Ternana Women
- Full name: Ternana Women S.p.A.
- Nicknames: I Rossoverdi (The Red and Greens)
- Founded: 2020; 6 years ago
- Ground: Stadio Moreno Gubbiotti
- Capacity: 800
- Owner: N21Holding
- Chairman: Stefano D'Alessandro
- Manager: Antonio Cincotta
- League: Serie A
- 2024–25: Serie B, 1st out of 16 (promoted)
- Website: www.ternanawomen.com
| Home colours | Away colours |

= Ternana Women =

Italian women's football club

Ternana Women, commonly referred to as Ternana, is an Italian professional women's football club based in Terni, Umbria and currently compete in the Serie A. Founded in 2020, it is the women's section of the professional football club Ternana Calcio.

==History==
In 2020, Ternana established its own women's football team, starting in the Eccellenza championship and subsequently being reinstated in the Serie C championship to complete its roster for the 2020-2021 season.

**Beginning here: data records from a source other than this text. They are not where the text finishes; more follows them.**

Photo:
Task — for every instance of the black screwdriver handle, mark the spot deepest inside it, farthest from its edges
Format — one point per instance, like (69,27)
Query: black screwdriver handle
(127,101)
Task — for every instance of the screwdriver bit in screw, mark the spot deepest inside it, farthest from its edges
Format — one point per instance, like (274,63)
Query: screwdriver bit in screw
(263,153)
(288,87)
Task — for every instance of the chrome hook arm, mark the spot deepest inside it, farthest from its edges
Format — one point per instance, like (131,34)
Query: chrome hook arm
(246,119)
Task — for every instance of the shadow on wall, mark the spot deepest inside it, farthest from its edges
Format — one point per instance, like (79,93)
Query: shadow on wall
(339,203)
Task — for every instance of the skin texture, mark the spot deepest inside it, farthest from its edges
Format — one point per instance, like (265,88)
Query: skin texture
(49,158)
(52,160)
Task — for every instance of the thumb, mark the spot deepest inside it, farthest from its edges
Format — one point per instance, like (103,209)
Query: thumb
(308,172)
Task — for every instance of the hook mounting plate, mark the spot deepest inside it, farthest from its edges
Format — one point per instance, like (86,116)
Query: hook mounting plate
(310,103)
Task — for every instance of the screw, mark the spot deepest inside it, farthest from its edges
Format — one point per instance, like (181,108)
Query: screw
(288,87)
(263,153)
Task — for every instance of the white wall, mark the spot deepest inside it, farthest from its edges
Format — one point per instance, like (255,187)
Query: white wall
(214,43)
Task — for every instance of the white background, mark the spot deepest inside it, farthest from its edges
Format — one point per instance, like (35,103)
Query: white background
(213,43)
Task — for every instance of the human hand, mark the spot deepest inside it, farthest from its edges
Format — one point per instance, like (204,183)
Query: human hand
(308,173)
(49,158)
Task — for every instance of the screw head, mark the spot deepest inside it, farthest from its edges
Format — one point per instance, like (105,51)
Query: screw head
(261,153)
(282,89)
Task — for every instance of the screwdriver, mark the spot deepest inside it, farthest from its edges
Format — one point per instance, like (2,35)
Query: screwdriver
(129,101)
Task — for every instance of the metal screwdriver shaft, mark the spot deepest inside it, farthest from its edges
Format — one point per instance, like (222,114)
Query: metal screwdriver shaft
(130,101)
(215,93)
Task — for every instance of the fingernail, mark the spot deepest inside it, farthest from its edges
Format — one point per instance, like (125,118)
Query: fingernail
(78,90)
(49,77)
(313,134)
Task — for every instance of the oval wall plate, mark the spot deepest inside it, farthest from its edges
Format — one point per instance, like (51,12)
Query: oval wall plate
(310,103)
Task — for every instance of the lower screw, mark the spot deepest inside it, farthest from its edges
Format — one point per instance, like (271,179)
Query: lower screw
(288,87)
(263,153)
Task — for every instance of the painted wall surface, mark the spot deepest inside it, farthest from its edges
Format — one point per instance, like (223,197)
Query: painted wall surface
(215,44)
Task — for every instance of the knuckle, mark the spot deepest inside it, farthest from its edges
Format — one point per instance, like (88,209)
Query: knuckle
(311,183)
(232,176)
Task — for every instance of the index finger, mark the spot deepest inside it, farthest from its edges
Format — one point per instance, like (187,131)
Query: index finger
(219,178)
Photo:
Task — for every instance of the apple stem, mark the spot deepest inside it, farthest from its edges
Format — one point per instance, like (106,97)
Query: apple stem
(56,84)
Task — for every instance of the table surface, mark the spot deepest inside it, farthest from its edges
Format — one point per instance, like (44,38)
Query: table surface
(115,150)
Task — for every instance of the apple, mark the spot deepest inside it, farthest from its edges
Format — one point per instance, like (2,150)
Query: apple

Ahead of the 2022-2023 season, Ternana officially acquired the sporting title of Pink Sport Time, a team based in Bari, for participation in the Serie B championship. One of the key figures of the Apulian team's staff, Isabella Cardone, joined the Umbrian club as head of the women's sector, while Lorenzo Vergani was appointed head of the Rossoverde women's youth system. Finally, Fabio Melillo was appointed as the team's new coach, remaining with him for two seasons and coming close to promotion to Serie A, until his sudden death on 6 July 2024.

For the 2024-2025 season, the team was entrusted to the new coach Antonio Cincotta, who in his first year with the Fere led the team to victory in the Serie B championship with four days to spare, and therefore to the first promotion to the top flight in the club's history.